Erin Harrington reviews We’ve Got So Much to Talk About, created and performed by Sally Stockwell, directed by Julia Harvie, at Lyttelton Arts Factory, 20 October 2023.
Sally Stockwell’s excellent We’ve Got So Much to Talk About is one-woman multidisciplinary tour de force that grabs tightly onto the messiness of motherhood and maternal identity and refuses to let go. Microphones hang from the ceiling of the deep black box of the Lyttelton Arts Factory. Upturned tour cases, which act as tables and plinths for domestic items, suggest transition, the gap between gigs (and selves?) past and yet to come. Stockwell, directed by Julia Harvie, stands front and centre and sings us into the show. She loops her lovely textured voice, and music played on a little Korg synth, into an insistent and yearning chorus that’s perhaps a group of storytellers, perhaps a fractured sense of self. From the outset of the show, and the titular opening number, there’s a juxtaposition between the rage (“and the rage and the rage”) and the silent, softened parameters offered (or insisted upon) by dominant cultural expressions of femininity. It’s all cleverly signalled in Stockwell’s costume, a terrific hot pink suit and a black t-shirt with a starburst motif.

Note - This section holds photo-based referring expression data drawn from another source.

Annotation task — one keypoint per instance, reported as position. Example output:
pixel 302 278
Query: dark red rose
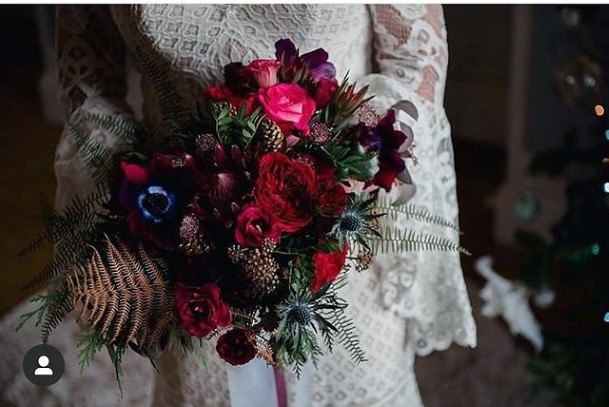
pixel 324 92
pixel 327 267
pixel 255 225
pixel 331 198
pixel 236 348
pixel 285 189
pixel 200 309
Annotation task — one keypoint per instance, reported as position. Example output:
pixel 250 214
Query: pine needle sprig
pixel 54 306
pixel 235 127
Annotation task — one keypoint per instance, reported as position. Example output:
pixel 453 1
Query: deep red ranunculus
pixel 200 309
pixel 285 189
pixel 331 198
pixel 288 105
pixel 327 267
pixel 264 71
pixel 235 347
pixel 254 226
pixel 324 92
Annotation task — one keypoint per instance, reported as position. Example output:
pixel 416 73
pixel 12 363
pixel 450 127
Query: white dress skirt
pixel 404 305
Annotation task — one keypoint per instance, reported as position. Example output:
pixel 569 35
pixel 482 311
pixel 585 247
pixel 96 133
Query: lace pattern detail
pixel 406 303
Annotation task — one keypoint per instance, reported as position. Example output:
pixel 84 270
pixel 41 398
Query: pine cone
pixel 261 273
pixel 272 139
pixel 194 240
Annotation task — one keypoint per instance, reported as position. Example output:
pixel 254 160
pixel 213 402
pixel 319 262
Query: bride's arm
pixel 411 55
pixel 90 61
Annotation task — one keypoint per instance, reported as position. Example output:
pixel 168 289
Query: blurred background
pixel 526 99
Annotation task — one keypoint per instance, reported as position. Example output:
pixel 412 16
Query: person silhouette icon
pixel 43 370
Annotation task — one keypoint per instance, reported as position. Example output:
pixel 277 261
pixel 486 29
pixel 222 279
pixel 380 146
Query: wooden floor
pixel 26 172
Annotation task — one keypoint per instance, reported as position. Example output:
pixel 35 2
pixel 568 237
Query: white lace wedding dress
pixel 406 304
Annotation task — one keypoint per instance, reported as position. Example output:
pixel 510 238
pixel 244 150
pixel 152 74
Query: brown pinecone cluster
pixel 260 270
pixel 272 139
pixel 194 240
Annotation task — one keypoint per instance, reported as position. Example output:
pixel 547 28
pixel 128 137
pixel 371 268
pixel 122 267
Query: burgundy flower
pixel 316 62
pixel 200 310
pixel 254 226
pixel 386 140
pixel 154 195
pixel 331 198
pixel 327 267
pixel 240 79
pixel 285 189
pixel 235 347
pixel 224 179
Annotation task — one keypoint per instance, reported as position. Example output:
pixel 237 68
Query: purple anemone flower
pixel 316 61
pixel 154 195
pixel 386 140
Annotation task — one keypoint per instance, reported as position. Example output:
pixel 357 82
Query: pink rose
pixel 288 105
pixel 264 71
pixel 255 225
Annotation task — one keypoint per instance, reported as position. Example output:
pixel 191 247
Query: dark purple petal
pixel 323 71
pixel 393 139
pixel 285 50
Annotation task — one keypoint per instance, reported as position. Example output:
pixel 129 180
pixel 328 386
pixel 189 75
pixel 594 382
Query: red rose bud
pixel 265 71
pixel 288 105
pixel 285 189
pixel 331 199
pixel 254 226
pixel 324 92
pixel 200 310
pixel 235 347
pixel 327 267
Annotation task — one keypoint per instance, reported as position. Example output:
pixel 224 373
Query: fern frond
pixel 69 230
pixel 79 215
pixel 413 212
pixel 54 306
pixel 394 240
pixel 129 131
pixel 122 293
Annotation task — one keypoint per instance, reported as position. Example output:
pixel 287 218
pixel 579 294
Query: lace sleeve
pixel 90 60
pixel 411 54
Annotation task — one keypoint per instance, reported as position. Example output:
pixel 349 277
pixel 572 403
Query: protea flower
pixel 224 179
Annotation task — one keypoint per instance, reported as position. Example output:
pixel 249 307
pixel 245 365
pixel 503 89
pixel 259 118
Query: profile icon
pixel 43 370
pixel 43 365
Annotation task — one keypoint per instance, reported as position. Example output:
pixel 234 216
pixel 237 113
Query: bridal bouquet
pixel 240 226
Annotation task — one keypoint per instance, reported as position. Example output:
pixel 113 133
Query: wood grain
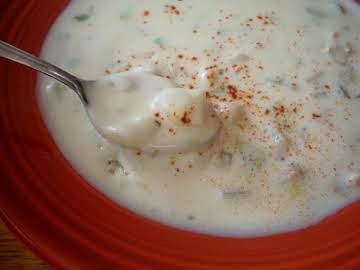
pixel 14 255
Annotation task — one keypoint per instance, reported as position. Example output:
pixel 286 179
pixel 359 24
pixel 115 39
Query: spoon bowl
pixel 128 108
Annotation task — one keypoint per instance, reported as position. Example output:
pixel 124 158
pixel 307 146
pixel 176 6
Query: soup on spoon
pixel 135 108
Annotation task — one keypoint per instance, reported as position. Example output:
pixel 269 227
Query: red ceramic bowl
pixel 73 226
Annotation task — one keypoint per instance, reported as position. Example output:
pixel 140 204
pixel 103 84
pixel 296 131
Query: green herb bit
pixel 218 91
pixel 82 17
pixel 160 42
pixel 114 165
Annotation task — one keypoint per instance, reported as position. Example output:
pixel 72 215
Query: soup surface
pixel 282 78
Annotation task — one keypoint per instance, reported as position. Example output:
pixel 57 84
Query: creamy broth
pixel 281 77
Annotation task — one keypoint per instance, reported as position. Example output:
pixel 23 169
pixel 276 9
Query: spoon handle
pixel 17 55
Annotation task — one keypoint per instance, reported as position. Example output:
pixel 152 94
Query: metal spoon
pixel 135 133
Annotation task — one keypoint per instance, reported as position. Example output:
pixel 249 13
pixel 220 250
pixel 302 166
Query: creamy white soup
pixel 280 78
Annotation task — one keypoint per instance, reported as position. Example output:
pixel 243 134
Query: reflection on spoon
pixel 135 108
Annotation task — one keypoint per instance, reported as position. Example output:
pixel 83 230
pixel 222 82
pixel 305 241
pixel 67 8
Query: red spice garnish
pixel 232 91
pixel 259 45
pixel 185 118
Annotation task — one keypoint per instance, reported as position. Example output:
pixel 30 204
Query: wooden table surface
pixel 14 255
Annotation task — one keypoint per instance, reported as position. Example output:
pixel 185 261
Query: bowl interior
pixel 71 225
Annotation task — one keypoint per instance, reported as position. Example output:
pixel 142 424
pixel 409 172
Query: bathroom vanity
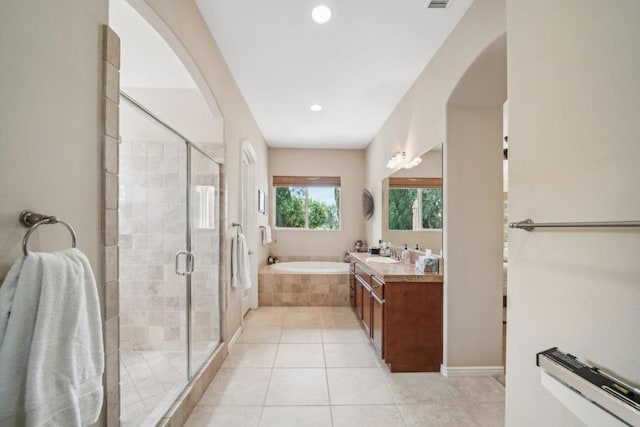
pixel 401 310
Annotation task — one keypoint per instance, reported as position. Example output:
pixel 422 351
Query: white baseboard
pixel 471 371
pixel 234 338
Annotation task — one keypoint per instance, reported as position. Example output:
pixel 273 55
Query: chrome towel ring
pixel 32 220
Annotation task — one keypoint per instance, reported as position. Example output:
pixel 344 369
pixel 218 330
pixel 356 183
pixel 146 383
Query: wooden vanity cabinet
pixel 403 319
pixel 363 286
pixel 352 287
pixel 377 315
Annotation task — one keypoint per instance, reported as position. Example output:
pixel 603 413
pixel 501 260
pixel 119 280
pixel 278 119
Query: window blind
pixel 415 182
pixel 306 181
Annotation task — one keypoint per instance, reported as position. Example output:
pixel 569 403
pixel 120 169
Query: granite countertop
pixel 394 272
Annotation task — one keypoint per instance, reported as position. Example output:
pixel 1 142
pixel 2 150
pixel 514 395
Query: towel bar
pixel 529 224
pixel 32 220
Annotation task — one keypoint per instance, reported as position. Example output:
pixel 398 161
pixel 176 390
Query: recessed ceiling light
pixel 321 14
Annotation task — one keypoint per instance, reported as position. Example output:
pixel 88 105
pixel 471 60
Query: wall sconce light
pixel 397 158
pixel 413 163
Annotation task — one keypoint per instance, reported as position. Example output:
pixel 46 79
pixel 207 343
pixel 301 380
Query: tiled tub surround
pixel 293 289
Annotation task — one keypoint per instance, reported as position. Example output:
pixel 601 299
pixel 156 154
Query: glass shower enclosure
pixel 169 226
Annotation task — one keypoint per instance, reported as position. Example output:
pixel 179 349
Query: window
pixel 415 203
pixel 311 203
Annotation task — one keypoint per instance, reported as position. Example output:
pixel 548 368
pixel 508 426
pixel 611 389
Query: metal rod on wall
pixel 529 224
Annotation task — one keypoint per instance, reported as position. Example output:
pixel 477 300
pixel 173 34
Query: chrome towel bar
pixel 32 220
pixel 529 224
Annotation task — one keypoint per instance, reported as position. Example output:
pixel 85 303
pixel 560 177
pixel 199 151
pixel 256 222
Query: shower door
pixel 169 227
pixel 204 246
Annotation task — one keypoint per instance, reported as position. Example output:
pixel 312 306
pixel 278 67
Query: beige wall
pixel 187 25
pixel 421 122
pixel 473 236
pixel 431 167
pixel 347 164
pixel 574 99
pixel 50 131
pixel 418 122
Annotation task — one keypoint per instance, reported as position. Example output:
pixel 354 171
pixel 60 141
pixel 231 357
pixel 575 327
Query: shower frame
pixel 189 257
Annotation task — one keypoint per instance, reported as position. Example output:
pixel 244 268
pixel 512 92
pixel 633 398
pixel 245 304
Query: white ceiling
pixel 154 76
pixel 357 66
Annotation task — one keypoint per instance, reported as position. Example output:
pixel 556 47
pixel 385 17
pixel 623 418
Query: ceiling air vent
pixel 438 4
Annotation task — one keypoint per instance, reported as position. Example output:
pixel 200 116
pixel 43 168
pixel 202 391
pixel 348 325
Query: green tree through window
pixel 415 209
pixel 316 208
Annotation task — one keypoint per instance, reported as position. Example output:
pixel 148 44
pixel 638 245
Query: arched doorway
pixel 473 212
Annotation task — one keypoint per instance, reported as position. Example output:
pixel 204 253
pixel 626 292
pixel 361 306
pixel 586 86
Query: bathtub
pixel 311 267
pixel 304 283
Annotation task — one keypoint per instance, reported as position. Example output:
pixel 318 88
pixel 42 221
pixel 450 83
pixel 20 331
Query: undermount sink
pixel 382 260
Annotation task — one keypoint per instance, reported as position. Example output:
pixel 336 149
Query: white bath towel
pixel 51 351
pixel 240 267
pixel 266 234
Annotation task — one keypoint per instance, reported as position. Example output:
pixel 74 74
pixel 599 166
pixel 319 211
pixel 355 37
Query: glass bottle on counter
pixel 406 255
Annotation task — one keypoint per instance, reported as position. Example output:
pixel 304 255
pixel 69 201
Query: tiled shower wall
pixel 152 229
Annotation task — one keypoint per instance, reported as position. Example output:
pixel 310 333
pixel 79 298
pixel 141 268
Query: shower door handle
pixel 189 260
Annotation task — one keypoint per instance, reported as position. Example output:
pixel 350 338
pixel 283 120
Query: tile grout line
pixel 326 377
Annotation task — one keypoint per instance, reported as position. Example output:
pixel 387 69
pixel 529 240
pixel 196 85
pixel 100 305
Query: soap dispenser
pixel 406 255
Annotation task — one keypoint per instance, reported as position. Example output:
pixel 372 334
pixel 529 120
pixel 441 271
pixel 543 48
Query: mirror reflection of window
pixel 204 207
pixel 415 208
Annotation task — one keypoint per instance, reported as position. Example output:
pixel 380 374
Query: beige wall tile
pixel 111 82
pixel 111 263
pixel 113 407
pixel 111 300
pixel 110 154
pixel 111 47
pixel 111 118
pixel 110 191
pixel 111 336
pixel 110 227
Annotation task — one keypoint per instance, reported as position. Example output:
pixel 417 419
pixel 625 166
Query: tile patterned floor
pixel 314 366
pixel 150 381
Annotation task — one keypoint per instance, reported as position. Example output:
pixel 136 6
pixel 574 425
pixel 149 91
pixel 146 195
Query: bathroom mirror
pixel 367 204
pixel 412 204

In a city where performance tends towards conventional pro work or cheap-and-cheerful weird stuff, I appreciate seeing such well-produced experimental work. The show combines original song, movement, scripted elements, confessional monologue, cabaret, burlesque, soundscapes (designed with Chris Marshall), and sympathetic lighting (care of Tim Jansen, as well as operator Calvin Hudson). Stockwell is both vulnerable and charismatic as she talks directly to us, braiding highlights (and lowlights) of her rich career as a professional actor and songwriter with her experiences as a mother. Sequences variously explore the shock of motherhood, the domestic grind, the demands of children, our culture’s limited view of women’s capacities, and the restrictive boxes that female actors find themselves in. The audience laughs and groans as a baby’s squall bursts from a small handheld amp, and as Stockwell is patronised by casting directors who put women out to pasture once they hit 30.

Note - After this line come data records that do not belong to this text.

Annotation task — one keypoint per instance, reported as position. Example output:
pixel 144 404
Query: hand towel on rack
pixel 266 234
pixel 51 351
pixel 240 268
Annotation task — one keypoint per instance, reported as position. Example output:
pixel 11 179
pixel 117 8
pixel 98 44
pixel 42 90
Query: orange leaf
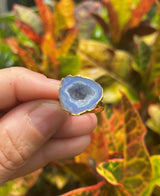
pixel 137 14
pixel 114 133
pixel 48 48
pixel 46 16
pixel 26 55
pixel 13 44
pixel 95 190
pixel 97 150
pixel 29 32
pixel 100 189
pixel 66 8
pixel 137 172
pixel 67 42
pixel 113 21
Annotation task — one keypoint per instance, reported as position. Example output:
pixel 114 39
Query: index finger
pixel 18 84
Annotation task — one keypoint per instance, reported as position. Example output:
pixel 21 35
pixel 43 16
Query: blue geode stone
pixel 78 94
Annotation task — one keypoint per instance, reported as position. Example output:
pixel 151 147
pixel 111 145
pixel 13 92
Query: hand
pixel 34 130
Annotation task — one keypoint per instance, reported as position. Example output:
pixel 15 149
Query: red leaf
pixel 26 55
pixel 67 42
pixel 13 44
pixel 29 32
pixel 113 21
pixel 137 14
pixel 95 190
pixel 98 149
pixel 48 48
pixel 46 16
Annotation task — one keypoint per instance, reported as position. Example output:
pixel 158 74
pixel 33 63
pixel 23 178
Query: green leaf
pixel 6 188
pixel 154 122
pixel 80 171
pixel 28 16
pixel 155 161
pixel 137 172
pixel 8 59
pixel 100 189
pixel 19 186
pixel 69 65
pixel 142 57
pixel 111 171
pixel 123 6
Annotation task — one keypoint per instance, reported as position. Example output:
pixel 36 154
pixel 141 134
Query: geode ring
pixel 78 95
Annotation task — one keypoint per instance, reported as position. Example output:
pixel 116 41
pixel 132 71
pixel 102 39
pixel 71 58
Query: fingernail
pixel 48 118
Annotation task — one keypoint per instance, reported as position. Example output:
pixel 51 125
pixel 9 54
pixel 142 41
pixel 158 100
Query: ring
pixel 79 95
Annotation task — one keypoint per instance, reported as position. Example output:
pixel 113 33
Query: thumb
pixel 26 128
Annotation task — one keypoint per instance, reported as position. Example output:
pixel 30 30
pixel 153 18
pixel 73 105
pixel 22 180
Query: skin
pixel 34 129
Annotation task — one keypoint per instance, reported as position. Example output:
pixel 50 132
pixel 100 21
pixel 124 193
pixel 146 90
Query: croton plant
pixel 117 44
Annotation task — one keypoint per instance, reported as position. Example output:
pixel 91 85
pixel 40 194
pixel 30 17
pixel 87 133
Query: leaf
pixel 155 161
pixel 154 123
pixel 67 42
pixel 100 189
pixel 121 7
pixel 29 32
pixel 69 65
pixel 46 16
pixel 137 172
pixel 66 7
pixel 49 49
pixel 98 149
pixel 111 171
pixel 26 55
pixel 28 16
pixel 102 22
pixel 113 21
pixel 137 14
pixel 114 132
pixel 20 186
pixel 85 22
pixel 134 172
pixel 142 57
pixel 81 172
pixel 59 20
pixel 153 69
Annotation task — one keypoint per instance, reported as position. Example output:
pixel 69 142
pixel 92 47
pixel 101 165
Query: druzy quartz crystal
pixel 78 94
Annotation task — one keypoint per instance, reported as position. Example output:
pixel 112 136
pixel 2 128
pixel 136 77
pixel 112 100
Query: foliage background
pixel 117 44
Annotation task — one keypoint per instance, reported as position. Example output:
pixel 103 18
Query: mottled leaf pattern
pixel 66 8
pixel 142 8
pixel 137 167
pixel 29 32
pixel 100 189
pixel 46 16
pixel 155 160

The backdrop to these narrative elements is a defiant search for identity that attempts to reconcile the contradictions in one’s sense of self, from erotic sexy body and lover, to professional, to friend, to anxious caregiver and lonely shit-smeared milk-provider. Perhaps reconcile is too strong a word for the mess of it. Perhaps bring into coalition? Some of these threads are more strongly developed than others, and as much as I enjoy the show I sometimes feel like I want a little more synthesis across the hour’s arc. The production design has a distinct point of view; I am particularly taken with the imagery offered by a tangled scribble of sound cables, which come to stand in for many of the show’s anxieties.
Stockwell’s work fits clearly within the ‘maternal turn’ – a shift, over recent years, towards mother-led, mother-centric work across art, film, literature, performance and more that foregrounds mothers’ voices and the complexity of maternal experiences and identities. Such work uses the capacious artistic registers of these art forms to bring noise into silence, and to disavow sanitised, saintly accounts of maternal identity. They traverse joy, fear, rage, helplessness, power, love, ambivalence.* This is vital work, in the dual sense that it is necessary and that it is lively, full of energy.

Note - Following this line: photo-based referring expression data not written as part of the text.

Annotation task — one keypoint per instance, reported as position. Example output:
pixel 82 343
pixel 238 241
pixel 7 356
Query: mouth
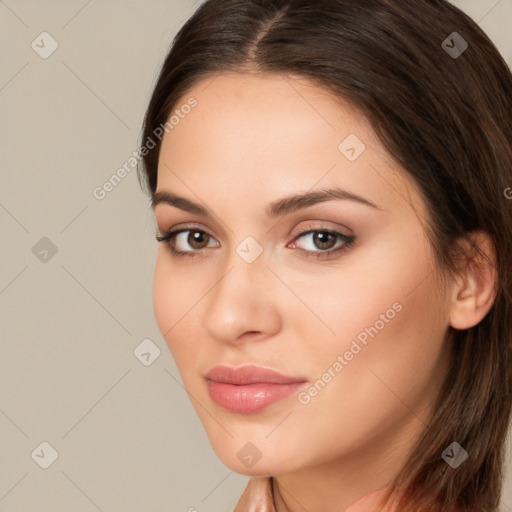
pixel 249 389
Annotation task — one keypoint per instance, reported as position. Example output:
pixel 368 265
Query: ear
pixel 474 289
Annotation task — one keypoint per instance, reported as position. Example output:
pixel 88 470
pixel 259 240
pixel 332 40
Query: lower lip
pixel 250 398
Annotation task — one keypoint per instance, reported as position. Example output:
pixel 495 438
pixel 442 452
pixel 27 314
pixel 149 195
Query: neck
pixel 355 482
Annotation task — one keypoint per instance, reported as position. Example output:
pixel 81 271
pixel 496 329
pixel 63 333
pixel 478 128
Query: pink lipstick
pixel 249 389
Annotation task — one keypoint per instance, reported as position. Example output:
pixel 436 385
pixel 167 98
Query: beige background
pixel 126 434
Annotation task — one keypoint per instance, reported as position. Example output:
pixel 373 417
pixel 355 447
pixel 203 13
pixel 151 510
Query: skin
pixel 250 141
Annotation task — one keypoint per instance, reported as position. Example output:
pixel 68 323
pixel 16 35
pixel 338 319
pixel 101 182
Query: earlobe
pixel 474 290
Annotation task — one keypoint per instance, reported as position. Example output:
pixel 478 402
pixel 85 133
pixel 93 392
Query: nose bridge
pixel 240 299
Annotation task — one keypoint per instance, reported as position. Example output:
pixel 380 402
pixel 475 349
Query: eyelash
pixel 168 239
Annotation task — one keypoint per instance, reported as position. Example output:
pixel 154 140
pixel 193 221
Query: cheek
pixel 173 297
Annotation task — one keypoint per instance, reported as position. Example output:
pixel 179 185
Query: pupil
pixel 323 238
pixel 197 237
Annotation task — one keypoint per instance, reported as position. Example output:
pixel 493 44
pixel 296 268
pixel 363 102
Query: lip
pixel 250 388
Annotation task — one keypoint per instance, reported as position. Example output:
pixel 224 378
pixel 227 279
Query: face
pixel 337 292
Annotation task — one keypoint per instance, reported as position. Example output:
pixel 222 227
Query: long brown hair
pixel 441 103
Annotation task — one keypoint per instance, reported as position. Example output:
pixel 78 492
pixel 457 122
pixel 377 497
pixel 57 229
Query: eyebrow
pixel 277 208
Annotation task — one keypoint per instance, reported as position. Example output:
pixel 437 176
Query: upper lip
pixel 249 374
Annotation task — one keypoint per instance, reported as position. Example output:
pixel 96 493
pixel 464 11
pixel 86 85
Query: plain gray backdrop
pixel 117 432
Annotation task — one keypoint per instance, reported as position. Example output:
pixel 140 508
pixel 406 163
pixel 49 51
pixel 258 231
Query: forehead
pixel 268 136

And it’s a great show. Stockwell owns the space and this narrative, owns her many art forms. It’s so great watching professional women performers just be excellent at what they do. The songs that pepper the show cover multiple genres, from brooding indie confessional to furious rock opera. They touch on recurring themes. There’s rage, uncertainty, hunger, and vulnerability, but also the way art making, communication, experience, and embodied relationships might be webs of information, nests, hammocks, things greater than their parts. Even the nested way I feel compelled to describe this reflects the show’s many points of connection. A
s she uses the metaphor of performance to cycle through maternal roles, and cultural scripts, you can feel the mothers in the audience shift in their seats, whisper to one another and lean forward. There’s a power in recognition, but also a hunger I feel across many shows right now to see more women in mid-life, more mothers’ bodies, on stage. I feel touched by the work’s final, gentle call for self-compassion. My companion, mother to a young boy, says afterwards, “everything in that show is true”.
* My friend and colleague Rachel Williamson has just published an excellent book on this, if you’re interested.
We’ve Got So Much to Talk About plays at LAF from October 20-22 as part of a national tour.